Application of information technology

The terms dance technology and Dance and Technology are the application of modern information technology in activities related to dance: in dance education, choreography, performance, and research.

==Dance education==

In education, dance technology includes various advanced media, such as video, interactive computer programs and internet., as well as training in the use of modern technologies for dance creation.

==Dance design==

===Dance recording and computer choreography===
One of the earliest uses of computers for dance were carried out in the 1960s at the University of Pittsburgh, where the choreographic process was codified and manipulated by computer, although the results were not published.

In the 1970s there were several attempts to computerize the Labanotation and later the Benesh notation. These attempts naturally evolved into attempts to translate the symbolic notations into computer models of the moving human body and further to computer-assisted creation of choreographies.
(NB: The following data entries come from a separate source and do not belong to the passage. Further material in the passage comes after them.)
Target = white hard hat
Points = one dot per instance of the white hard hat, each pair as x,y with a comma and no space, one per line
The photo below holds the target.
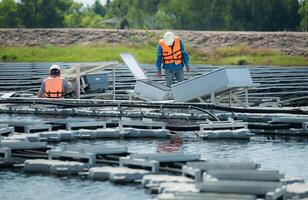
169,38
54,67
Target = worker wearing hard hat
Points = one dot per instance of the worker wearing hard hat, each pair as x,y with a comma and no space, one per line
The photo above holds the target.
55,86
172,56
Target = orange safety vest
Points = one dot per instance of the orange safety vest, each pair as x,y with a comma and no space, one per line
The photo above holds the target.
53,87
172,55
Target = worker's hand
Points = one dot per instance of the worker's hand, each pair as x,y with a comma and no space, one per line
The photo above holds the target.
158,74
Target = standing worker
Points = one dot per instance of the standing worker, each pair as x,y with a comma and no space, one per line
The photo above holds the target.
171,54
55,86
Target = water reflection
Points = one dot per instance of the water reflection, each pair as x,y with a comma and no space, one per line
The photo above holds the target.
172,145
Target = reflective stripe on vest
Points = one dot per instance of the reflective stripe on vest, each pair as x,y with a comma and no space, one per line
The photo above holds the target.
172,55
53,87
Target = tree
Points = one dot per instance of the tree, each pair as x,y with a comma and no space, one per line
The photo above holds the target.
43,13
8,14
98,8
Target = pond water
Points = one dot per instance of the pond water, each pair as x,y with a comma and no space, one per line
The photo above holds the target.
289,156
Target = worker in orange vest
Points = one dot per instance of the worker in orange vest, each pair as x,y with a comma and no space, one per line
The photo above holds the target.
55,86
172,56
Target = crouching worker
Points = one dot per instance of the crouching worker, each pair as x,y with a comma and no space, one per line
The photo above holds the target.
55,86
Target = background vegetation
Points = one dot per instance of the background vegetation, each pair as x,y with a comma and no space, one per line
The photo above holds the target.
237,55
235,15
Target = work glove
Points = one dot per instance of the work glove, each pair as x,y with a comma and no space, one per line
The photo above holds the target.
158,74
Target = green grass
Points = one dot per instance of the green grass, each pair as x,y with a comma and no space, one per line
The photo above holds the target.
240,54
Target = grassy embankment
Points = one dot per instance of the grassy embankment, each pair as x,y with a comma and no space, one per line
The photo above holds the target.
146,54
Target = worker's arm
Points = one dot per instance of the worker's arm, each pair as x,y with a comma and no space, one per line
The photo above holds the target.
67,87
159,60
185,56
41,91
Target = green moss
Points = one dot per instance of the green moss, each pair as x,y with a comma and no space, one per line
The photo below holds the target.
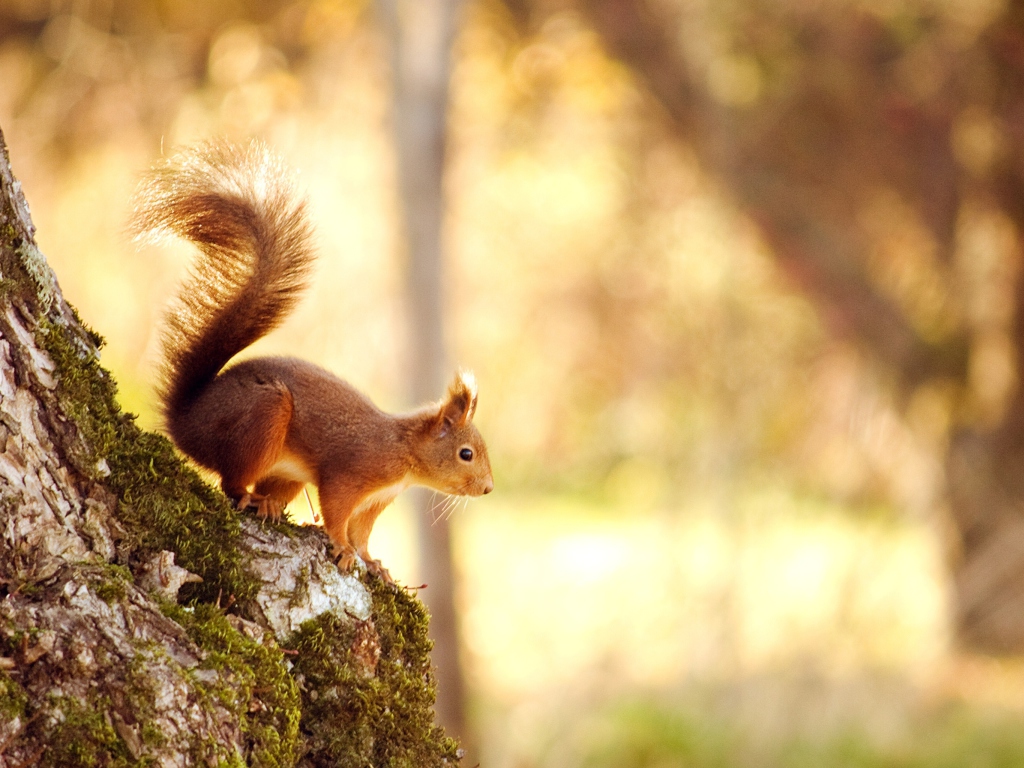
353,716
83,736
254,684
164,504
351,713
12,698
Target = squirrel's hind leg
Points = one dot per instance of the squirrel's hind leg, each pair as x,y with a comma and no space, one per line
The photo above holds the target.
255,441
358,534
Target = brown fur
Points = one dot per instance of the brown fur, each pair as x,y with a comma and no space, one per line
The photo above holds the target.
269,425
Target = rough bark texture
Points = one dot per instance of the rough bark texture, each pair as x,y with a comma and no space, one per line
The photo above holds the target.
144,622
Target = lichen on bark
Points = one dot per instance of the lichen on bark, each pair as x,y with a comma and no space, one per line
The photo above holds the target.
101,663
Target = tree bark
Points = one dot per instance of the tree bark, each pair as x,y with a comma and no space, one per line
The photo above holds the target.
142,620
421,33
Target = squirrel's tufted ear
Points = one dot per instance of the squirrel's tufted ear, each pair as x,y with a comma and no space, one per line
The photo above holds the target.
459,406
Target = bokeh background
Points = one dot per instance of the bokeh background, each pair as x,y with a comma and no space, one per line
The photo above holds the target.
739,282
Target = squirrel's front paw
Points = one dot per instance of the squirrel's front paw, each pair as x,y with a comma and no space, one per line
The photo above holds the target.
375,567
266,507
344,557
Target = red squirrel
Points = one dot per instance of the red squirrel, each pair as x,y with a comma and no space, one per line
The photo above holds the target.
270,425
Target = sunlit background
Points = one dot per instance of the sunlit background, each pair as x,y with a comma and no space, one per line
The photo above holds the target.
720,534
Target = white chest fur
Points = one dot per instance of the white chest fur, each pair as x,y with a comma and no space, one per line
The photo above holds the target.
383,497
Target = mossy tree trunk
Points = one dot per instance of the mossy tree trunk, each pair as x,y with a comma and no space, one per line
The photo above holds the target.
143,621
=== Computer-generated choreography ===

Dorothy Jeanne Hays Beaman pioneered computational choreography, creating the piece Random Dances in 1964 by using an IBM 7070 computer to select and order movement instructions from three lists. Her 1965 article, "Computer Dance", was widely cited by later practitioners, as was a 1968 exhibition of her process at the Institute of Contemporary Arts in London.

==Research==
===IDAT===
Exploration of innovative approaches to harness modern technologies in dance has been reported at the International Dance and Technology Conference. It was held at the following locations:

- The University of Wisconsin, Madison, 1992
- Simon Fraser University, British Columbia, Canada, 1993
- York University, Toronto, Canada, 1995 (Proceedings: ISBN 1-883034-01-9)
- Arizona State University in Tempe, Arizona, 1999.